Egypt: Ancient and Modern

Over many years, my family has approached taking trips to distant lands as a form of time travel, not simply crossing frontiers. We’ve visited Ancient Rome, Mayan ruins, and peeled layers of Berlin — leaving the safety of home to dwell in other worlds, physical and temporal. On trips to Angkor, to the Buddha’s Deer Park in Sarnath, at Machu Picchu, my imagination has seemed to travel far greater distances than my body. Going to Egypt, though, was like visiting a different planet.

Egypt is ancient and modern; on a journey up the timeless Nile, just beyond bullrushes that could have hidden the baby Moses, a modern train is seen to rush between cities. In Giza, with pyramids built nearly 5000 years ago visible through enormous windows, we spent time in the world’s newest, and possibly greatest, museum. Many countries are studies in contrast, but the time scale in Egypt is like no place on Earth. If it really is on Earth.

From the giant sculptures of gods and pharaohs at Abu Simbel so close to ancient Nubia, to the Sphinx and Great Pyramid just outside of modern (and ancient) Cairo, the distance we traveled was dwarfed, once again, by Egypt’s time scale.

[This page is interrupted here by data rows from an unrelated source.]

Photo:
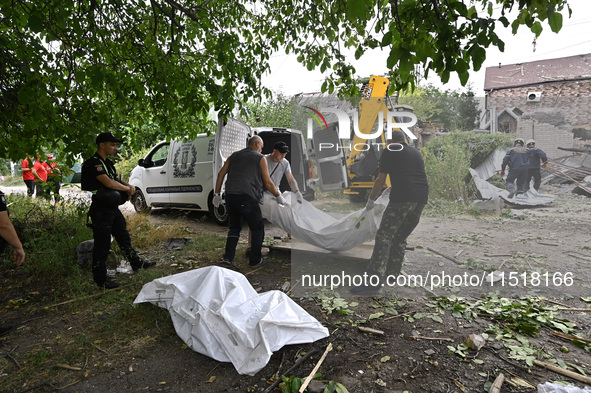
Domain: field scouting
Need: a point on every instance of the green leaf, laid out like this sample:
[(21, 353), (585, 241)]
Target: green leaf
[(537, 28), (35, 22), (356, 10), (25, 96)]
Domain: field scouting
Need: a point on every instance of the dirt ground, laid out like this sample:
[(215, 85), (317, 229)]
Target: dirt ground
[(413, 354)]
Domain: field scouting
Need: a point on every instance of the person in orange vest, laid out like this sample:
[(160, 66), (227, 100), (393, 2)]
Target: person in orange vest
[(28, 178), (53, 175), (40, 175)]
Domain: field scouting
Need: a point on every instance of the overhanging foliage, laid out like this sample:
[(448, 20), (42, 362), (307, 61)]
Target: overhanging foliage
[(73, 68)]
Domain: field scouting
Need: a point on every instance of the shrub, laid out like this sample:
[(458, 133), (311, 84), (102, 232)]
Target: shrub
[(448, 158)]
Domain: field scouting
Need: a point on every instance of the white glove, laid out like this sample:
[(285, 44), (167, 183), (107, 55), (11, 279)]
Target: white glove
[(217, 200)]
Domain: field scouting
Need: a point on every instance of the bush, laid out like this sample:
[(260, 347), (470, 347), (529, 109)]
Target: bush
[(446, 171), (448, 158), (50, 235)]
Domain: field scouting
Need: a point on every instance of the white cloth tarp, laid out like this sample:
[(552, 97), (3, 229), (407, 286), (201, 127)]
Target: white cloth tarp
[(217, 313), (530, 198), (307, 223)]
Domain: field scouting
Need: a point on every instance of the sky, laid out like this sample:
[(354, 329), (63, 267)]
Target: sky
[(290, 78)]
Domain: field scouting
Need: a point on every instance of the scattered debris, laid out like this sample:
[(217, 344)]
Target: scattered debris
[(567, 373), (313, 372), (496, 386), (176, 243), (443, 255), (370, 330), (475, 341)]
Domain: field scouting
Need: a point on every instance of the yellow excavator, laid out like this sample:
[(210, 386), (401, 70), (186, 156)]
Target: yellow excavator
[(362, 156)]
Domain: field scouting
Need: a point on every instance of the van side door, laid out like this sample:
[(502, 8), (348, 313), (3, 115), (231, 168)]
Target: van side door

We were fortunate to visit Aswan and Luxor, Edfu and Esna, and to get a sense of each distinct period of Ancient Egypt, including the time, a moment ago in a scheme of things as grand as the pyramids themselves, in which Greece and Rome interacted with the Egypt of Cleopatra. That is, Cleopatra VII. There were six before her. Six.

My camera was at times a mere tool to record art created five millennia ago. But it also found opportunities to document people in the streets of Aswan and Cairo, and not just the static remains of a civilization that carved its art on walls, hundreds of feet underground, in tombs built for kings and queens to bridge the permeable membrane between life and death.

All images made with the Hasselblad X2Dii (color) and Leica M11 Monochrom (B&W).

For the second time in a year, we visited a fascinating land with our friends at Classical Excursions. This time, Lani Summerville and Cosmo Brockway were joined by superb guides, including and especially Egyptologist Dr. Arto Belekdanian, who could translate hieroglyphs on the fly. This journey was a privilege to be on. Our minds are thoroughly blown.

Click on pictures to expand.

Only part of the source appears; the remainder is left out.